Du côté de ce maréchal, toute cette guerre n'avait été qu'une marche rapide de Tilsitt à Millau, un déploiement depuis l'embouchure de l'Aa jusqu'à Dünabourg, et enfin une longue défensive devant Riga. La composition de cette armée, presque toute prussienne, sa position, et l'ordre de Napoléon, le voulurent ainsi.

C'était une grande audace à cet empereur d'avoir confié son aile gauche, comme son aile droite et sa retraite, à des Prussiens et à des Autrichiens. On a remarqué qu'en même temps, il avait dispersé les Polonais dans toute l'armée; quelques-uns pensaient qu'il eût été mieux de réunir le zèle de ceux-ci et de diviser la haine des autres. Mais on eut besoin des indigènes par-tout pour interprètes, éclaireurs ou guides, et de leur audacieuse ardeur sur le véritable point d'attaque. Quant aux Prussiens et aux Autrichiens, il est vraisemblable qu'ils ne se seraient pas laissé disséminer. À la gauche, Macdonald et sept mille Bavarois, Westphaliens et Polonais, mêlés à vingt-deux mille Prussiens, parurent suffisans pour répondre de ceux-ci et des Russes.

Dans la marche en avant, il n'avait d'abord été question, que de chasser devant soi des postes, et d'enlever quelques magasins. Il y eut ensuite quelques escarmouches entre l'Aa et Riga. Les Prussiens, dans une affaire assez vive, prirent Eckau sur le général russe Lewis, puis l'on resta vingt jours tranquille de part et d'autre. Macdonald employa ce temps à s'emparer de Dünabourg, et à faire venir à Mittau la grosse artillerie nécessaire pour assiéger Riga.

Au bruit de son approche, le 23 août, le commandant en chef à Riga en fit sortir tous ses Russes sur trois colonnes.
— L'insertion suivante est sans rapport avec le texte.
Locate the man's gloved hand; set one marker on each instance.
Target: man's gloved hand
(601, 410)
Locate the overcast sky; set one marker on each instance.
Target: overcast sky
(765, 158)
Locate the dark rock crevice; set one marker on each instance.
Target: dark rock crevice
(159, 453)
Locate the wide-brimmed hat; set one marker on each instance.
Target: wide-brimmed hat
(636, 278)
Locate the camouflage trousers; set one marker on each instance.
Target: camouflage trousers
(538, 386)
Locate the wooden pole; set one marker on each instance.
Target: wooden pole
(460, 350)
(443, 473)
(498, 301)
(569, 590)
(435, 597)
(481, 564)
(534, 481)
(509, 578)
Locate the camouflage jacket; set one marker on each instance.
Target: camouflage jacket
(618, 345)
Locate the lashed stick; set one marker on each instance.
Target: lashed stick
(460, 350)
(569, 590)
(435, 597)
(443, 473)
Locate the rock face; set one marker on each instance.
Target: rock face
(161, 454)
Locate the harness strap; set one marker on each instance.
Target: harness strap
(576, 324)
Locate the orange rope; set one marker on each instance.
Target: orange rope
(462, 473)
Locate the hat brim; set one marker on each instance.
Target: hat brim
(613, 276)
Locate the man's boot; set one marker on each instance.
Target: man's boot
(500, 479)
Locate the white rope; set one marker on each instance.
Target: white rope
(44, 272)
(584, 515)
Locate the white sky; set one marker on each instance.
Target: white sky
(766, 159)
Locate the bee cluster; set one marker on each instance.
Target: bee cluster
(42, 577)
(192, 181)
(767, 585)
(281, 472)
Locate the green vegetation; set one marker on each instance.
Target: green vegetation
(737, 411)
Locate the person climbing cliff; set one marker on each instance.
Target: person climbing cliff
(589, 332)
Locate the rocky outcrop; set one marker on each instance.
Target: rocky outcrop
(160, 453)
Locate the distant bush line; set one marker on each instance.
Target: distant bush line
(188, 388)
Les deux plus faibles durent faire deux fausses attaques; l'une, en suivant le bord de la mer Baltique; l'autre, directement sur Mittau; la troisième, forte et commandée par Lewis, dut en même temps enlever Eckau, culbuter les Prussiens jusque dans l'Aa, passer cette rivière, et s'emparer du parc d'artillerie, ou le détruire.

Tout réussit jusqu'au-delà de l'Aa, où Grawert, enfin soutenu par Kleist, rejeta Lewis; puis s'acharnant sur les traces des Russes jusque dans Eckau, il l'y défit entièrement. Lewis s'en fut en déroute jusqu'à la Düna, qu'il repassa à gué, en laissant un grand nombre de prisonniers.
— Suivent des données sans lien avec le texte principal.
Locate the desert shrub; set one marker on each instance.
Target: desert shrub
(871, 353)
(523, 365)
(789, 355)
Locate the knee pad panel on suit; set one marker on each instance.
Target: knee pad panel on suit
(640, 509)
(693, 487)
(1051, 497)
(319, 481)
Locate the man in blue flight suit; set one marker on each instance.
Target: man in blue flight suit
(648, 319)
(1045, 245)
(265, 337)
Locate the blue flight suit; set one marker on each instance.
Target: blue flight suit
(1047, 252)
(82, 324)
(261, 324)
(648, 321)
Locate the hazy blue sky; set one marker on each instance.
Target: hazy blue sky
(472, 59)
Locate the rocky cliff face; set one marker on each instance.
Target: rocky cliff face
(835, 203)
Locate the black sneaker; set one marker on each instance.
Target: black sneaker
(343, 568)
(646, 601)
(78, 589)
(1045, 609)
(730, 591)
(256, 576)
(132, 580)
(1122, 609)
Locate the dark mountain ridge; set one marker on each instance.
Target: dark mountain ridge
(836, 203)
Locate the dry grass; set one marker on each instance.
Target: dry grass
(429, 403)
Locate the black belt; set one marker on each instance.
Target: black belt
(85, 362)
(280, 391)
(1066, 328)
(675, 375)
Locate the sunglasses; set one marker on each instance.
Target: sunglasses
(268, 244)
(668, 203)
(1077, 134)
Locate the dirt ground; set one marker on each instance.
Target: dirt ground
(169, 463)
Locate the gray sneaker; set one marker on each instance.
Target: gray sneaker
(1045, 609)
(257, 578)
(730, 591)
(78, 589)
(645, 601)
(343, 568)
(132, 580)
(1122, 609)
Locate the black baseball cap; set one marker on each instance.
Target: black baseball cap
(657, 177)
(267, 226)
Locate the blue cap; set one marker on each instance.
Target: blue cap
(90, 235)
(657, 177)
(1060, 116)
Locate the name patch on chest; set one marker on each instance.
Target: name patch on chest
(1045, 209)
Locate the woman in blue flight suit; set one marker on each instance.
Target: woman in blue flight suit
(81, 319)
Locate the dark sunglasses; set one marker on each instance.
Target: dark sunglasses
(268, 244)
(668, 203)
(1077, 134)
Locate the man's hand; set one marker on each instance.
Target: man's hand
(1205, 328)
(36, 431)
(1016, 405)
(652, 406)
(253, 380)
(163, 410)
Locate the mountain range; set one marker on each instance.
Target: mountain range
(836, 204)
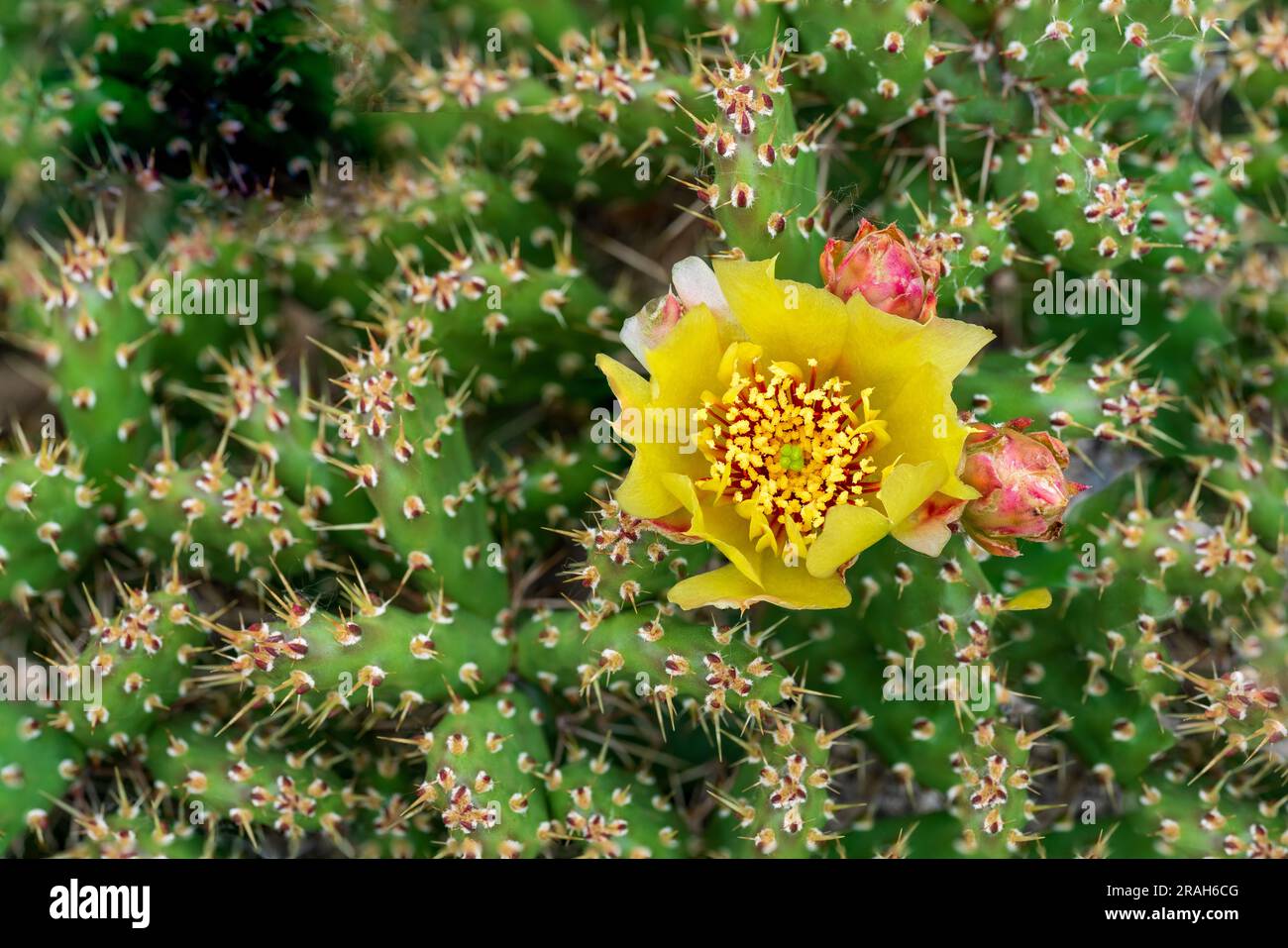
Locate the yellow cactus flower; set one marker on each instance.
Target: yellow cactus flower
(805, 429)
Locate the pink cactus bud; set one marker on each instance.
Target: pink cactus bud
(694, 285)
(885, 268)
(1021, 484)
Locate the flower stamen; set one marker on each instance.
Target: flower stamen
(786, 451)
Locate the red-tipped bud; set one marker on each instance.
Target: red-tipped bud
(1021, 484)
(885, 269)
Jusque-là Macdonald était satisfait. On dit même qu'à Smolensk Napoléon pensait à élever Yorck au rang de maréchal d'empire, en même temps qu'il faisait nommer, à Vienne, Schwartzenberg feld-maréchal. Cependant, les droits n'étaient pas égaux entre ces deux chefs.

Des symptômes fâcheux se manifestaient à nos deux ailes; chez les Autrichiens ils fermentaient parmi les officiers: leur général les contenait dans notre alliance; il nous avertissait même des mauvaises dispositions des siens, et des moyens de garantir de cette contagion nos autres alliés mêlés à ses troupes.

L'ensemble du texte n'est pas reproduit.